In the January issue of The Joint Commission Journal on Quality and Patient Safety (JQPS), M. Michael Shabot, MD, FACS, FCCM, FACMI, system chief medical officer, Memorial Hermann Health System (MHHS), Houston, TX, and Mark R. Chassin, MD, MPP, MPH, president and chief executive officer, The Joint Commission, describe how MHHS used the Joint Commission Center for Transforming Healthcare’s Targeted Solutions Tool (TST) to improve hand hygiene compliance. This initiative resulted in sustained reductions in health care-associated infections (HAIs).*

The TST is an application that guides health care institutions through a step-by-step process to accurately measure performance, identify barriers, and identify proven solutions that are customized to address specific roadblocks to high reliability.

MHHS project

MHHS comprises 12 hospitals, 200 ambulatory care centers, 24,000 staff members, and 5,000 physicians. According to the article, in 2006 MHHS started down the road to becoming a high reliability organization (HRO)—defined as an organization that, despite the potential for high risk given the type of procedures performed at these facilities, maintains high levels of quality and safety over long periods of time with few adverse events. The overall goal is to achieve zero harm for patients. In 2007, MHHS started Robust Process Improvement projects to reduce HAI rates, specifically improving compliance with hand hygiene standards.

MHHS and seven other health care institutions voluntarily participated in the Joint Commission Center for Transforming Healthcare’s inaugural TST pilot test in 2009 on the hand hygiene issue. Together, the organizations identified effective and reliable methods to record hand hygiene compliance data, find root causes for noncompliance, and determine solutions to address those issues. Following this pilot, the participating institutions and the center created the TST.

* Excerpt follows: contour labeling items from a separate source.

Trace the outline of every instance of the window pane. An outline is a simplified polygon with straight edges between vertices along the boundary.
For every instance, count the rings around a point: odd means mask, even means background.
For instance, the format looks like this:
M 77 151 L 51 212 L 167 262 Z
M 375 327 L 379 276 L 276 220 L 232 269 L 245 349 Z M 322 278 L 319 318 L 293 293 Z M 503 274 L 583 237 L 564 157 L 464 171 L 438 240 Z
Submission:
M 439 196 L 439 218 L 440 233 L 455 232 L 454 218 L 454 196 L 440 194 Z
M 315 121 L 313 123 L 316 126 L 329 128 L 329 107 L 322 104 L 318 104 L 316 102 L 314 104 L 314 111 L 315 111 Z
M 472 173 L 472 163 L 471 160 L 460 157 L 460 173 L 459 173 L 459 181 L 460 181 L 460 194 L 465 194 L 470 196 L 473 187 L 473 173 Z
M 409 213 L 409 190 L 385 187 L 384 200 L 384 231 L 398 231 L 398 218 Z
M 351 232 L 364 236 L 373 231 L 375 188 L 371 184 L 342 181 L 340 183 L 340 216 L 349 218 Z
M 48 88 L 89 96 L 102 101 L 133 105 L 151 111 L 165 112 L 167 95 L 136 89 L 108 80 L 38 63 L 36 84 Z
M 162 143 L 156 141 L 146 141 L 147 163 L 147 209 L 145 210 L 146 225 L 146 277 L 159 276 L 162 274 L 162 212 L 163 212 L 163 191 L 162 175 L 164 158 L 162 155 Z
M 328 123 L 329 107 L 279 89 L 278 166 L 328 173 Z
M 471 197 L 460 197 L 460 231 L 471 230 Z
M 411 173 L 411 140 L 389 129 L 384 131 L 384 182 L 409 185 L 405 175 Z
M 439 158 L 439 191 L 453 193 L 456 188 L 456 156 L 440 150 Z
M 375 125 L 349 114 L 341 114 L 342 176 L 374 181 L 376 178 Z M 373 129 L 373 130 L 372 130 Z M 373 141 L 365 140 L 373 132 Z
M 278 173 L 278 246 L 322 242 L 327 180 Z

Four MHHS hospitals participated in various stages of that initial project—all of which achieved significant improvement in hand hygiene compliance in the process. MHHS’ The Woodlands Hospital, for example, increased compliance from 27 percent to 80 percent in the test phase.

After seeing the results from the initial project, MHHS implemented the TST in all 12 of its hospitals—approximately 3,225 total beds—in September 2010. According to the JQPS article, MHHS implemented the TST in 150 inpatient units from October 2010 through December 2014. Based on 31,600 observations, the results were as follows:

  • From October 2010 through May 2011, the hand hygiene compliance baseline rate averaged 58.1 percent.
  • In the improvement phase—June 2011 through November 2012—compliance averaged 84.4 percent.
  • In the first 13 months of the control phase—spread out from December 2012 through December 2014—compliance averaged 94.7 percent. In the final 12 months, compliance averaged 95.6 percent.

Drs. Shabot and Chassin concluded that MHHS “substantially improved hand hygiene compliance,” and the health system was able to sustain those results for 25 months after implementation.* In addition, adult intensive care unit rates of central line-associated bloodstream infections and ventilator-associated pneumonia decreased by 49 percent and 45 percent, respectively.

Other TST projects

The TST to improve hand hygiene compliance projects have varied in duration from six to 12 weeks. A team of three to seven people is recommended for the project, and support from management is necessary for its successful implementation. The project team may need to spend approximately four hours a week collecting and inputting compliance data, attending meetings, or implementing solutions.

The TST project, if carried out properly, will improve and sustain an institution’s hand hygiene compliance, as well as reduce health care-associated infections. To learn more about the TST, visit the Joint Commission Center for Transforming Healthcare website.


The thoughts and opinions expressed in this column are solely those of Dr. Pellegrini and do not necessarily reflect those of The Joint Commission or the American College of Surgeons.

*Shabot MM, Chassin MR, France AC, et al. Using the Targeted Solutions Tool to improve hand hygiene compliance is associated with decreased health care-associated infections. The Joint Commission Journal on Quality and Patient Safety. 2016;42(1):6-16. Available at: www.jointcommission.org/assets/1/18/JQPS0116_01_Shabot.pdf. Accessed February 26, 2016.